Un organisateur me disait il y a quelques temps qu’il suffisait de secouer un arbre pour que 10 « DJ » en tombent. L’arrivée de l’ordinateur dans le DJiing et la diffusion de tangos via Internet ont très clairement démocratisé le métier de DJ de tango. Il suffit désormais de télécharger des playlists pour se dire DJ. C’est un peu facile, mais est-ce souhaitable pour les danseurs ? Bien sûr, ce phénomène existait auparavant avec les compilations organisées en tandas, vendues par certaines milongas et DJ portègnes, ou par divers autres canaux. Ce qui est nouveau maintenant, c’est que la facilité d’utilisation de l’ordinateur permet de mélanger ces morceaux, sans avoir à maîtriser les outils en temps réel. Et c’est là que le bât blesse. En effet, une compilation, qu’elle soit en provenance d’une milonga de Buenos Aires, ou qu’elle ait été réalisée à la maison par l’apprenti DJ, NE PEUT CONVENIR À COUP SÛR À LA MILONGA en cours de musicalisation.
Sentir la milonga
Le rôle du DJ est de diffuser le bon morceau au bon moment. Si c’est pour diffuser une playlist, il suffit d’un CD gravé, d’un lecteur mp3 ou d’un ordinateur. Je me demande quel peut être l’intérêt pour le DJ qui reste 5 heures ou plus derrière son ordi à faire semblant de bricoler une playlist qui est de toute façon immuable…
Je comprends mieux les motivations de ce DJ qui se contente de couper la fin de la cortina sur son lecteur mp3 pour être le premier sur la piste. Lui, il veut danser sur les musiques qu’il aime et peu importe le vécu des danseurs (ou non-danseurs qui voient le DJ, s’agiter sur la piste alors qu’eux attendent un titre à peu près à leur goût).

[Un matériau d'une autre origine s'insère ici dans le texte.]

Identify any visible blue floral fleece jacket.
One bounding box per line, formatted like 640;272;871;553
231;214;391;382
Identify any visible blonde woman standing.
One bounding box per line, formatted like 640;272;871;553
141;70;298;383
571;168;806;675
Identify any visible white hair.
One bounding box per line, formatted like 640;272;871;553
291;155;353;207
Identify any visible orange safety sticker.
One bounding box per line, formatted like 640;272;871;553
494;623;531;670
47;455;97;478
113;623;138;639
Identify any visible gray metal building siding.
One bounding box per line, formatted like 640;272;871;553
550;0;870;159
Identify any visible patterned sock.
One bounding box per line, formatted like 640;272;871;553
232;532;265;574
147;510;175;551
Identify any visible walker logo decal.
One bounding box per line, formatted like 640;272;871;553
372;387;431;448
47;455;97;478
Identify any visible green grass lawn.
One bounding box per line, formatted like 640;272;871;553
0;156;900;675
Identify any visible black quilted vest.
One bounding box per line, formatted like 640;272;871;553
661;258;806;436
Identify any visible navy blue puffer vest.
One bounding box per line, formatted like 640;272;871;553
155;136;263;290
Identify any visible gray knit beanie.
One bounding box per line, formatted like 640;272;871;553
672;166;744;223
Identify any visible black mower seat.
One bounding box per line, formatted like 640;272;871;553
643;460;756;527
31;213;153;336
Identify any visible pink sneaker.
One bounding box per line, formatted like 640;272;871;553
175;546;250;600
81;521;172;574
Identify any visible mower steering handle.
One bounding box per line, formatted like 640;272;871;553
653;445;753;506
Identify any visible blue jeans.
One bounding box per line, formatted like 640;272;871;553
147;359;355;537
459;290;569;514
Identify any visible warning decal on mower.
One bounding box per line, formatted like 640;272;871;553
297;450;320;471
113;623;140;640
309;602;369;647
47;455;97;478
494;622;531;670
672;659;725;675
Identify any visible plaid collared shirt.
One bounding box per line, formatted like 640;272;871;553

Pour moi, le DJ doit sentir la milonga, regarder ceux qui ne dansent pas, repérer ce qui fait lever certains et pas d’autres, afin que chaque sensibilité puisse trouver de quoi avoir envie de danser. Il pourra faire des tests, par exemple en variant les cortinas, ou en observant les réactions devant un morceau un peu plus surprenant.
Mais dans tous les cas, c’est l’adéquation entre les envies des danseurs et la programmation qui fera le succès de la soirée.
Le choix du DJ
J’ai été très interpelé il y a quelque temps en discutant avec un organisateur qui me disait qu’il sélectionnait ses DJ par rapport à leur style. Je crois qu’il pensait que mettre un DJ « catalogué » d’un style proche de sa milonga était un gage de qualité. De fait, s’il lui arrive de faire venir de bons DJ, il recrute finalement, surtout des maniaques de la playlist.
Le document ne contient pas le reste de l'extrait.